Have you
wondered what to do with all those Easter eggs? When our children were small,
it seemed we always had lots of hard boiled eggs to use up after Easter. There
is only so much deviled eggs, egg salad sandwiches and potato salad we could
eat. I created this recipe to use up some of those eggs, necessity being the
mother of invention. :-) .
For
safety, only use eggs that are clean, have been dyed with food coloring, have
no cracks and have been out of the refrigerator for less than two
hours.
Serves: 8
1/2 lb.
Bulk sausage, sage flavored
1 Medium
diced onion
6 - 8
Hard cooked eggs, peeled and sliced
1 cup (4
oz) Shredded extra sharp cheddar cheese
1 1/4
cups Milk (1%, OR non-fat Half & Half OR low-fat
buttermilk, etc.)
2 Eggs
1 tsp.
Ground yellow mustard seed
1/2 tsp.
Ground celery seed (or whole seed)
1/2 tsp.
Ground paprika
1/2 tsp.
Ground sage
1/4 tsp.
Granulated garlic
Preheat
oven to 400°F. Lightly coat an 11" deep dish pie plate or 8”x 8” baking
dish with canola oil spray.
Brown and
crumble sausage and onion in seasoned skillet over medium heat.
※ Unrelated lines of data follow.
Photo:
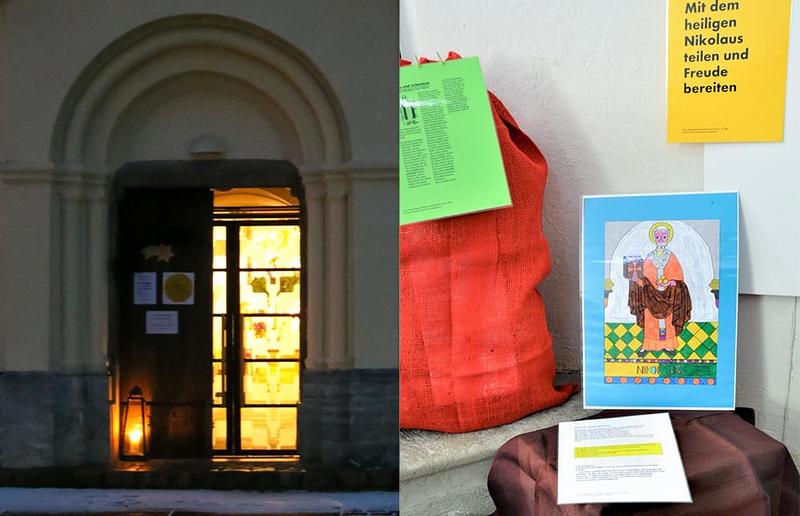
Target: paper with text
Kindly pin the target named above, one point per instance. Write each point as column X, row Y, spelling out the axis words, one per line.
column 623, row 459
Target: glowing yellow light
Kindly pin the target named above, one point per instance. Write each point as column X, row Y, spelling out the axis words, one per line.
column 135, row 436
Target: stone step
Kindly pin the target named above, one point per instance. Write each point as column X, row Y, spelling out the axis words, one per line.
column 444, row 473
column 204, row 475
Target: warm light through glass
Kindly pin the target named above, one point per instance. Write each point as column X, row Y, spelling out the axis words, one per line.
column 219, row 428
column 133, row 437
column 270, row 337
column 269, row 428
column 269, row 292
column 267, row 326
column 271, row 383
column 269, row 247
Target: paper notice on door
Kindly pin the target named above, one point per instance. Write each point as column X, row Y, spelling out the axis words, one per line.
column 144, row 288
column 161, row 322
column 623, row 459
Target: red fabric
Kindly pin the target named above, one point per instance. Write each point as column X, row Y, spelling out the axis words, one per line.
column 475, row 351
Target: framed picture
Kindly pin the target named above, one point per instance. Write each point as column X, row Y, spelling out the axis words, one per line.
column 659, row 293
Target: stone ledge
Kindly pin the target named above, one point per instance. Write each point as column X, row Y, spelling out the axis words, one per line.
column 426, row 453
column 444, row 473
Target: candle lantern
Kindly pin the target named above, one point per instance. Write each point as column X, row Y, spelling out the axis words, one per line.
column 133, row 432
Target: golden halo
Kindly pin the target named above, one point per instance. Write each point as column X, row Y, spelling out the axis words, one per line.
column 666, row 225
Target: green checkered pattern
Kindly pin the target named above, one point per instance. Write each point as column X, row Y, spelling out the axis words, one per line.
column 697, row 341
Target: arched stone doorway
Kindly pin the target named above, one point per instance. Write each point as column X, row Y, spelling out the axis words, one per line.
column 163, row 92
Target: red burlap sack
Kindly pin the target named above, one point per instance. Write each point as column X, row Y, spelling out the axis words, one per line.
column 475, row 351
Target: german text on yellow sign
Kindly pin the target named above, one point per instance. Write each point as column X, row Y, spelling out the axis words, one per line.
column 727, row 70
column 618, row 450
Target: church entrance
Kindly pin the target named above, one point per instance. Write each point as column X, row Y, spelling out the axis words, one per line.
column 208, row 305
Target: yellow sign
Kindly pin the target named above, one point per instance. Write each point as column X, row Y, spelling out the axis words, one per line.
column 618, row 450
column 727, row 70
column 178, row 288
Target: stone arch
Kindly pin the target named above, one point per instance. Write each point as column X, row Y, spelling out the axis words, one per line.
column 167, row 47
column 142, row 69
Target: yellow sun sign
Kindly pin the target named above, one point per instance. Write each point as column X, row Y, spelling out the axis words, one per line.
column 178, row 288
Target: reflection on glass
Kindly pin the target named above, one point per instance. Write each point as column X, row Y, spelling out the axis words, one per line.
column 274, row 383
column 269, row 292
column 219, row 247
column 219, row 428
column 217, row 335
column 219, row 294
column 218, row 386
column 269, row 428
column 271, row 337
column 269, row 247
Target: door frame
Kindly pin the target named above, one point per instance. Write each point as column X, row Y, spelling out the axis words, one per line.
column 174, row 174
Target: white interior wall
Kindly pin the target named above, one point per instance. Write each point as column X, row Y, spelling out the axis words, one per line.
column 586, row 80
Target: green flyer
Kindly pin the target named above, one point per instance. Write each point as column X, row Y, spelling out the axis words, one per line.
column 450, row 161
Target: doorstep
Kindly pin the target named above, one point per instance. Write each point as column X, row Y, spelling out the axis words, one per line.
column 441, row 473
column 159, row 502
column 255, row 475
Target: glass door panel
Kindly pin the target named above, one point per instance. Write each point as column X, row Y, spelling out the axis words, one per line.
column 256, row 342
column 269, row 292
column 271, row 383
column 269, row 428
column 271, row 337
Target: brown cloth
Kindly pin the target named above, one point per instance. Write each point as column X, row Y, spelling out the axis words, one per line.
column 732, row 467
column 674, row 300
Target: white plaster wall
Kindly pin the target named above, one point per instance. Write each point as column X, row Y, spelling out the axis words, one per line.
column 586, row 80
column 46, row 44
column 43, row 68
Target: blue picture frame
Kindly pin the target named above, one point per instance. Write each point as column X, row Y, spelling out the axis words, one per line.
column 653, row 254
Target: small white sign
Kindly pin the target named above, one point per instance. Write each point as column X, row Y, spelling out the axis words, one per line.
column 161, row 322
column 144, row 288
column 177, row 288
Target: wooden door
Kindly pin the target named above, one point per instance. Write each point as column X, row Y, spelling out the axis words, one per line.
column 163, row 274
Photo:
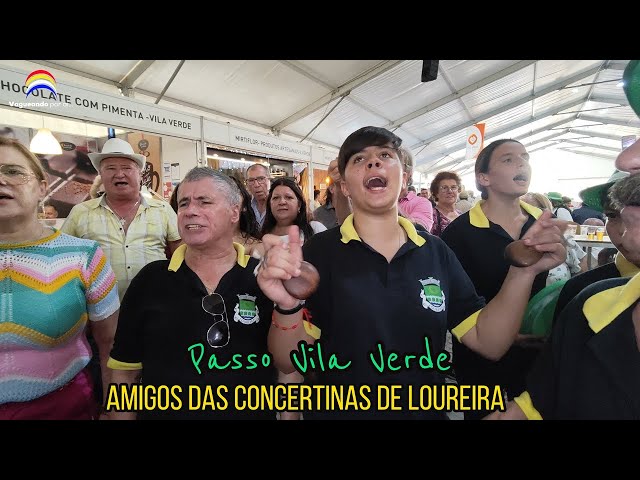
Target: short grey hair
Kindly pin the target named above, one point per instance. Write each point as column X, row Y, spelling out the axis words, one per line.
column 625, row 192
column 222, row 182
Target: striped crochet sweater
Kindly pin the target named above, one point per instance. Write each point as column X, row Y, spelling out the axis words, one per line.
column 48, row 290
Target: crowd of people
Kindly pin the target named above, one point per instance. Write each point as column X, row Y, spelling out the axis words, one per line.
column 135, row 292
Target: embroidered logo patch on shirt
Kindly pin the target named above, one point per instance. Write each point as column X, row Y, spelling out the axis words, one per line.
column 246, row 310
column 432, row 295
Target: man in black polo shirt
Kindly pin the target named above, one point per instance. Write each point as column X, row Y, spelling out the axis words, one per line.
column 387, row 295
column 196, row 325
column 590, row 368
column 626, row 264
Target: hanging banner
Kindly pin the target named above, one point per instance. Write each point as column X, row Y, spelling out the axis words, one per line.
column 20, row 90
column 475, row 140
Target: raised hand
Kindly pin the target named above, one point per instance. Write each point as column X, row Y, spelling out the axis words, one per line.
column 281, row 261
column 546, row 236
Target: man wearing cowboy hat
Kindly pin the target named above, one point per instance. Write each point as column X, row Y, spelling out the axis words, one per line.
column 132, row 230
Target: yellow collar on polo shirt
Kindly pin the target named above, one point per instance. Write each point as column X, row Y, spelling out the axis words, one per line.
column 625, row 267
column 178, row 257
column 477, row 218
column 603, row 307
column 349, row 233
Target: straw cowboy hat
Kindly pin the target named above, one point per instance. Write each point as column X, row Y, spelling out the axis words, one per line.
column 593, row 196
column 116, row 148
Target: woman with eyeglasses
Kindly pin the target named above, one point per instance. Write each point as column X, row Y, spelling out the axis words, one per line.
column 444, row 191
column 286, row 206
column 52, row 285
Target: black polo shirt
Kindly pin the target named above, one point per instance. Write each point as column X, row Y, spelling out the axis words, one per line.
column 363, row 301
column 479, row 244
column 162, row 315
column 590, row 368
column 620, row 268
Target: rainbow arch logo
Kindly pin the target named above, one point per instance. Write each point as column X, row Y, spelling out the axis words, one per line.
column 40, row 80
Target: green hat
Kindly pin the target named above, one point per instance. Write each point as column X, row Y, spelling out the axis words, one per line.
column 631, row 84
column 554, row 196
column 594, row 196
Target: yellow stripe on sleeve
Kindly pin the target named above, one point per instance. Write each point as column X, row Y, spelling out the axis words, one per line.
column 526, row 404
column 467, row 324
column 118, row 365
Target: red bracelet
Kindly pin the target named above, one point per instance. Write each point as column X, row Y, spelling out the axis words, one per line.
column 275, row 324
column 306, row 316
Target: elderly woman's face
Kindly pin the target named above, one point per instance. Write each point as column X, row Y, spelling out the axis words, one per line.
column 20, row 189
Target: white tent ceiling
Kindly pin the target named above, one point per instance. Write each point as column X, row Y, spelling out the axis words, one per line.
column 573, row 105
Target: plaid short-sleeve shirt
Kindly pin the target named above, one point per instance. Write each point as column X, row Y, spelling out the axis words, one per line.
column 145, row 240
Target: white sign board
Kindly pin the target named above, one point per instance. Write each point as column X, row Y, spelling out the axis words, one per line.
column 270, row 145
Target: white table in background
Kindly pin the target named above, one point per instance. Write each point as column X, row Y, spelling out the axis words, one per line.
column 589, row 244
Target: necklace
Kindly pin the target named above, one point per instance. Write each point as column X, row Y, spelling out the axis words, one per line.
column 123, row 218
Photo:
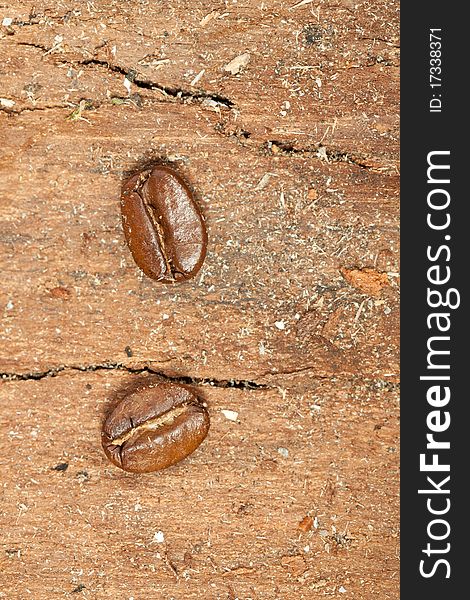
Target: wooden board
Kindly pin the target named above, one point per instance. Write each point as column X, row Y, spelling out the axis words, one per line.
column 292, row 323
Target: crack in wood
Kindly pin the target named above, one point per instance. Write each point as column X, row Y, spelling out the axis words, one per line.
column 184, row 379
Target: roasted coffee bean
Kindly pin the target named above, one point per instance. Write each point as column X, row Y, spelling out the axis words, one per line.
column 163, row 225
column 154, row 427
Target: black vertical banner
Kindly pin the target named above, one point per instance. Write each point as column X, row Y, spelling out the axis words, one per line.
column 435, row 326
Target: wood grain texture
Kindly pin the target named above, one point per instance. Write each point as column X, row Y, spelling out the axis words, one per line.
column 293, row 321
Pour off excess
grease. Drain sausage on paper towel. Spread sausage on bottom of prepared pie
plate.
Layer
eggs on top of sausage and sprinkle cheese over eggs.
Whisk
remaining ingredients together in blender or medium mixing bowl until just
blended and pour evenly over pie plate.
Bake 30
minutes or until edges are just golden brown and pie is set. A knife inserted
in center should come out clean. Remove from oven and let stand five
minutes before cutting into wedges.
Serve for
breakfast, brunch or dinner accompanied by fruit: orange and grapefruit wedges,
sliced bananas and strawberries, or a wedge of melon.